In [29]:
## Import Necessary Libraries
from typing import List
from dotenv import load_dotenv
from langchain.embeddings.openai import OpenAIEmbeddings
from langchain.vectorstores.pgvector import PGVector
from langchain.docstore.document import Document
from langchain.agents.agent_toolkits import create_conversational_retrieval_agent
from langchain.agents.agent_toolkits import create_retriever_tool
from langchain.output_parsers import PydanticOutputParser
from langchain.schema.messages import SystemMessage
from question_generator_model import (
    MultipleSelection, 
    SingleSelection, 
    Code, 
    FillInBlank
)

In [30]:
## Create Output Parsers
ms_parser = PydanticOutputParser(pydantic_object = MultipleSelection)
code_parser = PydanticOutputParser(pydantic_object = Code)
ss_parser = PydanticOutputParser(pydantic_object = SingleSelection)
fib_parser = PydanticOutputParser(pydantic_object = FillInBlank)

In [2]:
## Load Vector Store
load_dotenv()

DB_CONNECTION = "postgresql://postgres:supa-jupyteach@192.168.0.77:54328/postgres"
COLLECTION_NAME = "documents"

def get_vectorstore():
    embeddings = OpenAIEmbeddings()

    db = PGVector(embedding_function=embeddings,
        collection_name=COLLECTION_NAME,
        connection_string=DB_CONNECTION,
    )
    return db

In [3]:
## Initialize Retriever
db = get_vectorstore()
retriever = db.as_retriever()

In [13]:
## Create Create_Chain Function
def create_chain(system_message_text):
    ## Step 1: Create LLM
    from langchain.chat_models import ChatOpenAI
    llm = ChatOpenAI(temperature=0)
    
    ## Step 2: Create Retriever Tool
    tool = create_retriever_tool(
        retriever,
        "search_course_content",
        "Searches and returns documents regarding the contents of the course and notes from the instructor.",
    )
    tools = [tool]

    ## Step 3: Create System Message from the Text Passed in as an Argument
    system_message = SystemMessage(content=system_message_text)

    ## Return the Chain
    return create_conversational_retrieval_agent(
        llm = llm, 
        tools=tools, 
        verbose = False, 
        system_message = system_message
    )

In [55]:
example_system_prompt_text = """\
You are a smart, helpful teaching assistant chatbot named AcademiaGPT.
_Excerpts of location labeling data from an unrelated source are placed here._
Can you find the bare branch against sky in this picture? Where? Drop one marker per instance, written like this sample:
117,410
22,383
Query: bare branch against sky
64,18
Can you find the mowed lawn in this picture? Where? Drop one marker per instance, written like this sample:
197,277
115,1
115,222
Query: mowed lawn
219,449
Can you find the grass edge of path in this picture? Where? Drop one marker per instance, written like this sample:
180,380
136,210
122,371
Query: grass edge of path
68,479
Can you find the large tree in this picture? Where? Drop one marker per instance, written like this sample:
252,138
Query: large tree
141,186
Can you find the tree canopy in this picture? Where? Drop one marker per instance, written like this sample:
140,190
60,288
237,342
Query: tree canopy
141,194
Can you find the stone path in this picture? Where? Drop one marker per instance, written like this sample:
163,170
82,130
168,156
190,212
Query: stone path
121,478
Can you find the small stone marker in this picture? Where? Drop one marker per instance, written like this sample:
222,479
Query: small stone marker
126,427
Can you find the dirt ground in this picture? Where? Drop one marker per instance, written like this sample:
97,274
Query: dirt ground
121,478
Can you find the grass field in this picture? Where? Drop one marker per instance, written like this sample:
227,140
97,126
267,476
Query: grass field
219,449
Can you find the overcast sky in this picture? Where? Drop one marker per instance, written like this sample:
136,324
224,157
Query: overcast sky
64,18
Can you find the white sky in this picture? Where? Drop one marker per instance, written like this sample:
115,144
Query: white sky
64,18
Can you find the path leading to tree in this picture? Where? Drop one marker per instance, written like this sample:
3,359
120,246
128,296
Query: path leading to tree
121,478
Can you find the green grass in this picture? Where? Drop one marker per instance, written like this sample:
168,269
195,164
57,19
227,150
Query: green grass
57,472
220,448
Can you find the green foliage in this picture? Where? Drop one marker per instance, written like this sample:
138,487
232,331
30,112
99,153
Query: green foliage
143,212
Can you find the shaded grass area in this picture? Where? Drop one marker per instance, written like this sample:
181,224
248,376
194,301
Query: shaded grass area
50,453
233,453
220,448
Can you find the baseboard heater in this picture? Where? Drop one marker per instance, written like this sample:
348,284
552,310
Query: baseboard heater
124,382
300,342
You assist college professors that teach courses about Python and pandas to students. 

You have 25+ years of experience writing pandas code to do a variety of data analysis tasks. 

Your responses typically include examples of datasets or code snippets.

For each message you will be given three inputs:

topic: string
type: string
difficulty: integer

Your task is to produce a question of a specified type to help students solidify their understanding of the given python and/or pandas topic.

The difficulty will be a number between 1 and 3, with 1 corresponding to a request for an easy question, and 3 for the most difficult question.

The type will be a string that specifies the type of question to be generated, such as single selection, multiple selection, fill in code snippet, fill in code, etc.

Please format the question output in the following way:

{Question Type}
{Question Text}
{Answer Choices}
{Question Difficulty}
{Correct Answer}

When outputting the answer choices for the questions, please only print one answer choice per line.

If outputting multiple questions, please number them, always starting at 1.

Unless specifically specified, only give one correct answer to multiple choice questions.

Occasionaly the user may ask you to do something like produce a similar question, or try again but change the difficultly level, produce 5 more questions on that topic, produce a question on the same topic but as a different question format. 

You should follow the user request in these situations, but make sure you always output the questions in a consistent format.

"""

example_chat = create_chain(example_system_prompt_text)

## Single Selection Question

In [17]:
result2 = example_chat({"input": "topic: Merging Datasets\ntype:single selection\ndifficulty: 1"})

In [18]:
print(result2["output"])

Fill in the Blank

To merge two datasets in pandas, we can use the _______ function.

Question Difficulty: 1
Correct Answer: merge()


## Multiple Selection Question

In [56]:
result = example_chat({"input": "topic: Pandas Groupby\ntype:multiple selection\ndifficulty: 2"})

In [57]:
print(result["output"])

Multiple Selection

Which of the following statements about the pandas groupby function are true? Select all that apply.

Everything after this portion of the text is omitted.